Introduction to OpenMP

Why OpenMP

  • Syntax is easy to pickup
  • Almost linear scaling


Existing native parallel solutions in C and Fortran

  • Unified Parallel C (UPC) in C

  • Fortran:

    • CoArray Fortran

    • DO CONCURRENT from Fortran 2008

    • None of them becomes mainstream

OpenMP programming model

a. Based on threads instead of cores (so hyperthreading counts)

b. Each thread has it own copy of code and run in private memory

c. Each OpenMP thread is managed by the OMP runtime system

i. Runtime decide the best way to run, in contrast to MPI

d. Thread safe: a function execute correctly even then executed concurrently by multiple threads

How to use

a. Compiler Directives

b. Environmental Variables

c. Runtime Library Routines (e.g.: call runtime routine to determine the thread ID)

Feature set

1. Parallel Construct

2. Work-sharing constructs (loop, section, single, workshare (fortran only))

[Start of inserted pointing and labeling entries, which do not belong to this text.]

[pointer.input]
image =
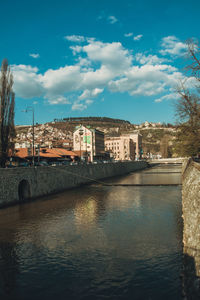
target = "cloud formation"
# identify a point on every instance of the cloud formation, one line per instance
(112, 19)
(34, 55)
(101, 66)
(137, 37)
(128, 34)
(75, 38)
(173, 46)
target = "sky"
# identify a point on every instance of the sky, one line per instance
(114, 58)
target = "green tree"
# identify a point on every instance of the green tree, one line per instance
(7, 103)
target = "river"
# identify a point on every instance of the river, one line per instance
(96, 242)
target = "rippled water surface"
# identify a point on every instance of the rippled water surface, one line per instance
(96, 242)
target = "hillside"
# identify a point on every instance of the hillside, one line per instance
(157, 138)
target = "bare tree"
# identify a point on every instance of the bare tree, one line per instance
(188, 107)
(7, 103)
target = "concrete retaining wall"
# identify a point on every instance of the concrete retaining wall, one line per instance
(191, 204)
(191, 229)
(20, 183)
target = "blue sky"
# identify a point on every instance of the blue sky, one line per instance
(120, 59)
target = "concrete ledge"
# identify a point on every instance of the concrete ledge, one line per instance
(191, 204)
(20, 184)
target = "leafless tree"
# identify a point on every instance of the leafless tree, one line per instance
(7, 103)
(188, 106)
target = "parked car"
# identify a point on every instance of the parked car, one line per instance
(24, 164)
(41, 163)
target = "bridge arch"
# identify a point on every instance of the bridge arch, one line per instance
(24, 191)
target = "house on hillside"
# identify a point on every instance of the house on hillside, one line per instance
(89, 143)
(121, 148)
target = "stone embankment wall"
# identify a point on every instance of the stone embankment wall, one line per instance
(191, 204)
(18, 184)
(191, 229)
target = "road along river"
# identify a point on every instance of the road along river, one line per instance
(122, 240)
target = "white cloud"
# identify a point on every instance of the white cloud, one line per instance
(173, 46)
(149, 59)
(112, 19)
(128, 34)
(146, 80)
(58, 100)
(170, 96)
(27, 83)
(75, 38)
(98, 66)
(79, 106)
(76, 49)
(111, 55)
(34, 55)
(138, 37)
(90, 93)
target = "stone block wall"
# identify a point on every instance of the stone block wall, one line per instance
(19, 183)
(191, 204)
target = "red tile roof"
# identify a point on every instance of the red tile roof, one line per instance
(46, 152)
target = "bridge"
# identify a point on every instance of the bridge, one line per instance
(177, 160)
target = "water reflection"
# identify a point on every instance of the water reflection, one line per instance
(94, 242)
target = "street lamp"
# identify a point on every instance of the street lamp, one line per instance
(30, 108)
(80, 134)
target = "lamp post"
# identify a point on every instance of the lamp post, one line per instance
(30, 108)
(80, 134)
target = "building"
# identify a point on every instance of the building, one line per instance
(120, 148)
(88, 142)
(137, 139)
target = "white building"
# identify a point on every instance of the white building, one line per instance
(88, 142)
(120, 148)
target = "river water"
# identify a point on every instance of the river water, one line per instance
(96, 242)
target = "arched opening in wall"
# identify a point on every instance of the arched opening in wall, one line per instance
(24, 190)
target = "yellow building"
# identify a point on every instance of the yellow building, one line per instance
(120, 148)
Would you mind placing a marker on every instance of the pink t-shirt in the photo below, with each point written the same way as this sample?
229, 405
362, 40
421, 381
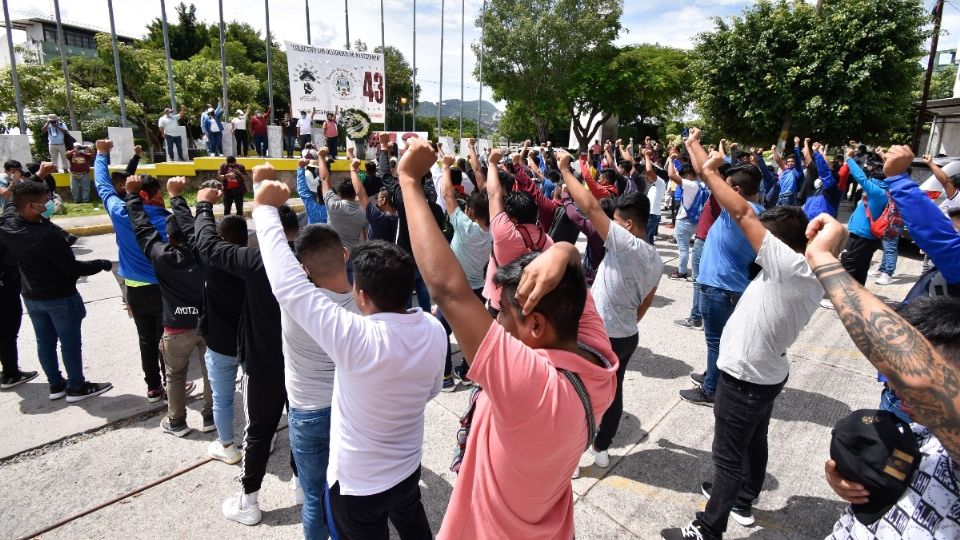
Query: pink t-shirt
508, 244
529, 430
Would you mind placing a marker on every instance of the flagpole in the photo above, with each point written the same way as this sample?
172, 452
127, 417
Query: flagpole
116, 66
13, 65
63, 64
166, 50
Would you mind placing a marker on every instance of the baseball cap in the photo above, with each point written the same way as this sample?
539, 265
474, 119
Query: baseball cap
878, 450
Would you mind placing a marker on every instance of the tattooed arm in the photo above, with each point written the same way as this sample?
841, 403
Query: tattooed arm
915, 369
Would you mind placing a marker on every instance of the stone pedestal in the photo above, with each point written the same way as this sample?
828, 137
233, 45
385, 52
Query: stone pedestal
274, 141
16, 147
122, 145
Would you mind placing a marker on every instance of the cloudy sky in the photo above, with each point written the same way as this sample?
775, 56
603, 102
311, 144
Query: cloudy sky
644, 21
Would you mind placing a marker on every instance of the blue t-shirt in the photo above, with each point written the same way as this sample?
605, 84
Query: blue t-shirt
727, 255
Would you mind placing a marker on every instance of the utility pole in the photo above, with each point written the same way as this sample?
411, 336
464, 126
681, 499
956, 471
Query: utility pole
931, 64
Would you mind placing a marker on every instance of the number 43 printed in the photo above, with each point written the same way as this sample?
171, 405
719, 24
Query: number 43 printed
373, 87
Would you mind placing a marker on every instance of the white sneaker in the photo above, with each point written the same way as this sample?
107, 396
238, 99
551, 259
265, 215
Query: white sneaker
297, 490
883, 279
600, 458
228, 454
241, 509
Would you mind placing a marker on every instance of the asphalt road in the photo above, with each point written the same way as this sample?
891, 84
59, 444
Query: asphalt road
59, 460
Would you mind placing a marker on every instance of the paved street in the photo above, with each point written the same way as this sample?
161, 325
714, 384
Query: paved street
60, 460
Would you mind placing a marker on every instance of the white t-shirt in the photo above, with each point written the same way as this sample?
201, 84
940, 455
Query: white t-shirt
628, 272
928, 510
773, 310
389, 365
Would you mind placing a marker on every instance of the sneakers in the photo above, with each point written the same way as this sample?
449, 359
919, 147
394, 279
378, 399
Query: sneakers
156, 394
741, 514
693, 531
243, 509
18, 378
177, 430
695, 324
461, 374
600, 457
88, 389
697, 396
226, 454
58, 390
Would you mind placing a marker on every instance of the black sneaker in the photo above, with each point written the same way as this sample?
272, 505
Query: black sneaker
697, 396
58, 390
695, 324
18, 378
741, 514
88, 389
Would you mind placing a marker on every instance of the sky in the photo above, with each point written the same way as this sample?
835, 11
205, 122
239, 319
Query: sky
644, 21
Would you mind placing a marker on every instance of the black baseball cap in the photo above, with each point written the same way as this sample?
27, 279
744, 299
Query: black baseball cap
878, 450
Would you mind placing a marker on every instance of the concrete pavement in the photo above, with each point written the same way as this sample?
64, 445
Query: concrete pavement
60, 460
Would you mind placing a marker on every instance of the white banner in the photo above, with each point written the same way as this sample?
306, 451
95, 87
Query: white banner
324, 79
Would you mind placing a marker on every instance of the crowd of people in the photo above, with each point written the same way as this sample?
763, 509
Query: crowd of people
324, 323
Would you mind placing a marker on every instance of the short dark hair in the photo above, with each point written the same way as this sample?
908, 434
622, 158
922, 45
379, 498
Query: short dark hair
288, 218
27, 192
938, 319
635, 206
233, 229
520, 206
562, 306
789, 224
480, 205
320, 244
385, 273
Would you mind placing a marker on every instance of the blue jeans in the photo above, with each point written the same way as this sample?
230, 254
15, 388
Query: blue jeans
653, 225
683, 232
53, 320
310, 445
222, 374
716, 306
891, 249
697, 251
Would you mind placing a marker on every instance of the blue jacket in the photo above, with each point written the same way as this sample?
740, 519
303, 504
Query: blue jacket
876, 192
932, 231
819, 203
790, 178
133, 263
316, 212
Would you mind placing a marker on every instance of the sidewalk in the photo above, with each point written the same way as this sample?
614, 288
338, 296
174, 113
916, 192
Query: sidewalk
95, 225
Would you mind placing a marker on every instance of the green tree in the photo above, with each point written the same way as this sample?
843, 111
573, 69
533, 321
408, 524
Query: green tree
530, 48
848, 71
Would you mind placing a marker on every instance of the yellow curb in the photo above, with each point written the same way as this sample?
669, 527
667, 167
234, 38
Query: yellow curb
107, 228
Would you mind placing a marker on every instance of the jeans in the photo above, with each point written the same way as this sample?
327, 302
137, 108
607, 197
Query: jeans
683, 232
54, 320
695, 270
741, 418
174, 141
177, 350
80, 187
222, 374
891, 249
310, 444
653, 226
623, 348
289, 144
716, 306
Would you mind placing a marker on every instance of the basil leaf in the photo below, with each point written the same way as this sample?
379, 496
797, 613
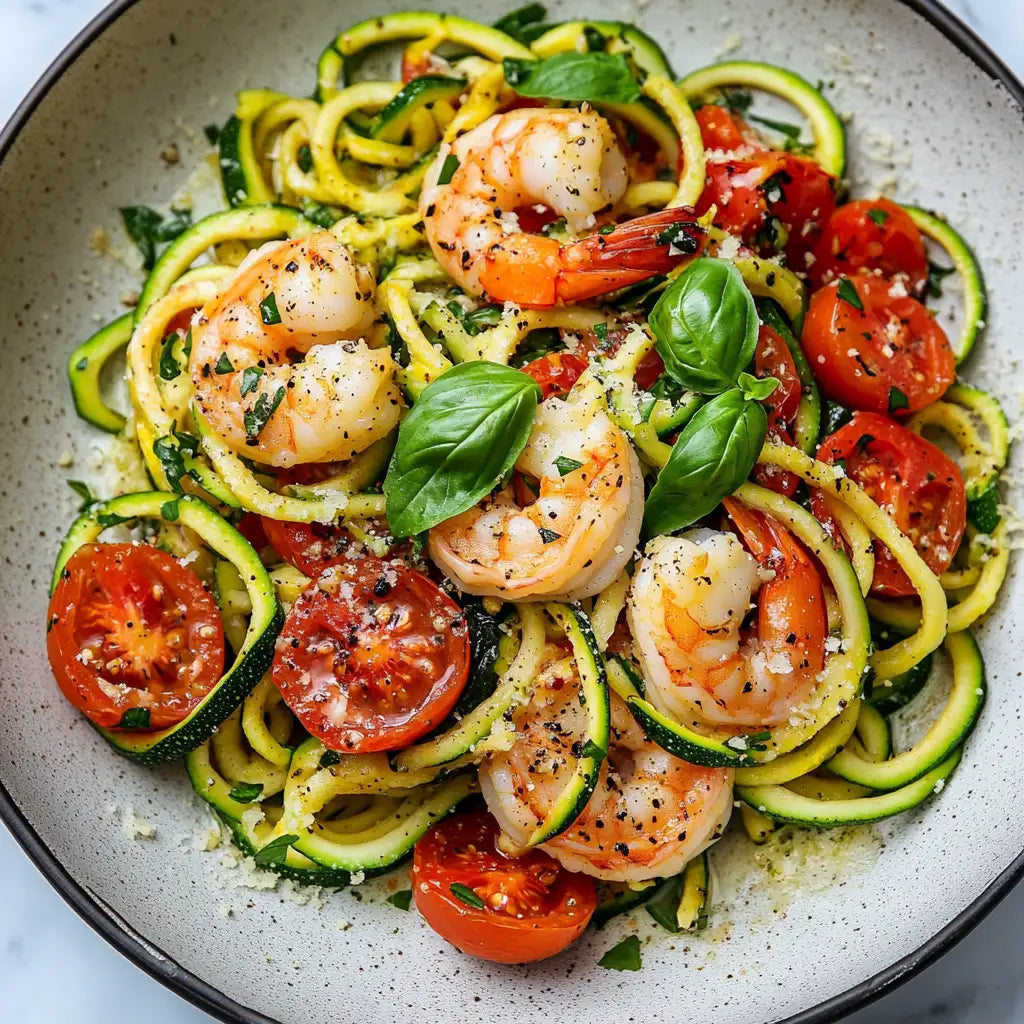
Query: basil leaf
624, 956
401, 899
983, 511
848, 293
275, 851
246, 793
604, 78
135, 718
169, 368
713, 456
757, 388
706, 327
664, 904
146, 228
461, 439
467, 895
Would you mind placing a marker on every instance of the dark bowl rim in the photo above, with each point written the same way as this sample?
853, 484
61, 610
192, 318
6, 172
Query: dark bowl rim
103, 920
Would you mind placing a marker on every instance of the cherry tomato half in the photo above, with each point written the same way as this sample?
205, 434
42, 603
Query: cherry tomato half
532, 907
372, 655
920, 486
754, 192
131, 630
870, 236
556, 372
773, 358
889, 355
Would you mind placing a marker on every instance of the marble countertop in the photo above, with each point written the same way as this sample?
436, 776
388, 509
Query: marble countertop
54, 969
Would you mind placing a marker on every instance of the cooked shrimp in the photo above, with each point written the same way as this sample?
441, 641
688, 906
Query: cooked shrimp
299, 386
649, 813
686, 609
567, 161
579, 534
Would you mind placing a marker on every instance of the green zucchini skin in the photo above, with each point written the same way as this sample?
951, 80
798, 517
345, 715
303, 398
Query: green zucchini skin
249, 223
829, 133
594, 696
782, 805
393, 120
808, 423
252, 660
948, 732
677, 739
975, 293
84, 367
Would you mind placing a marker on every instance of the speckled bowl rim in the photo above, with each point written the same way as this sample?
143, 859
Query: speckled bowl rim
104, 920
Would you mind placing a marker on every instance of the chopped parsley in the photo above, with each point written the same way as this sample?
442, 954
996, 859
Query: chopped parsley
169, 368
565, 465
623, 956
401, 899
467, 895
268, 312
258, 417
135, 718
449, 168
275, 851
250, 379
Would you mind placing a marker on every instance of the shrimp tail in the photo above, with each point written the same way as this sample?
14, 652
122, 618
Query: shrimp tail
629, 254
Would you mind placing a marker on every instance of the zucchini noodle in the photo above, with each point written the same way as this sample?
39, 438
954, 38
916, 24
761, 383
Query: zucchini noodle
522, 553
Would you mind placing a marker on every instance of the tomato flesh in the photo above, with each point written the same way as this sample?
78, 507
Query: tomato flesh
748, 192
532, 907
916, 482
892, 354
773, 358
132, 631
372, 655
875, 237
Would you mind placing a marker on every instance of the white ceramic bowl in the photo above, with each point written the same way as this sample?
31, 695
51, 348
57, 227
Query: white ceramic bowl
930, 125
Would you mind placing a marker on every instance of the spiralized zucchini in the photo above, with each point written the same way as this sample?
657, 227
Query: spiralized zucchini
352, 160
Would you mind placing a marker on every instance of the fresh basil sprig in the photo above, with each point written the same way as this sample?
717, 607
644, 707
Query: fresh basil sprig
706, 327
713, 456
604, 78
461, 439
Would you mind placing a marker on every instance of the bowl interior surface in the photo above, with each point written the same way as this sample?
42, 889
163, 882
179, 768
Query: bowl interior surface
927, 126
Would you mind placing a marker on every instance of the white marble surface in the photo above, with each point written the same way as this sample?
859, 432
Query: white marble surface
53, 970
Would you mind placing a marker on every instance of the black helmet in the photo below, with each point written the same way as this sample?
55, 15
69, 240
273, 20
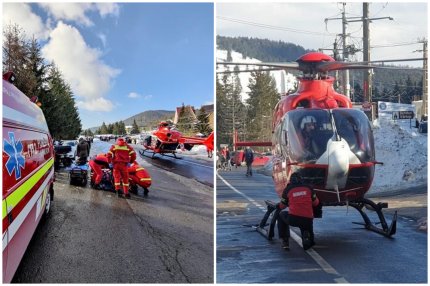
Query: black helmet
295, 179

3. data-sharing, no wait, schedule clauses

4. Synchronization construct (barrier, critical, atomic, locks, master (for sync.))

## How to compile

icc -qopenmp omp_hello.c -o hello
gcc -fopenmp omp_hello.c -o hello
pgcc -mp omp_hello.c -o hello
clang -fopenmp omp_hello.c -o hello

Practice 1 : OpenMP Hello World

#include <omp.h>
#pragma omp parallel                   
    printf("Hello World... from thread = %d\n", 

$ cd Example

$ gcc -fopenmp omp_hello.c -o hello


Note 1:You can set the number of threads visible to OpenMP by

$ export OMP_NUM_THREADS=num_of_threads_you_want

Note 2: Note the difference between \

omp_get_num_threads(); // get thread ID
omp_get_num_threads(); // get total number of threads

Q1: why we need nthreads, tid to be private ?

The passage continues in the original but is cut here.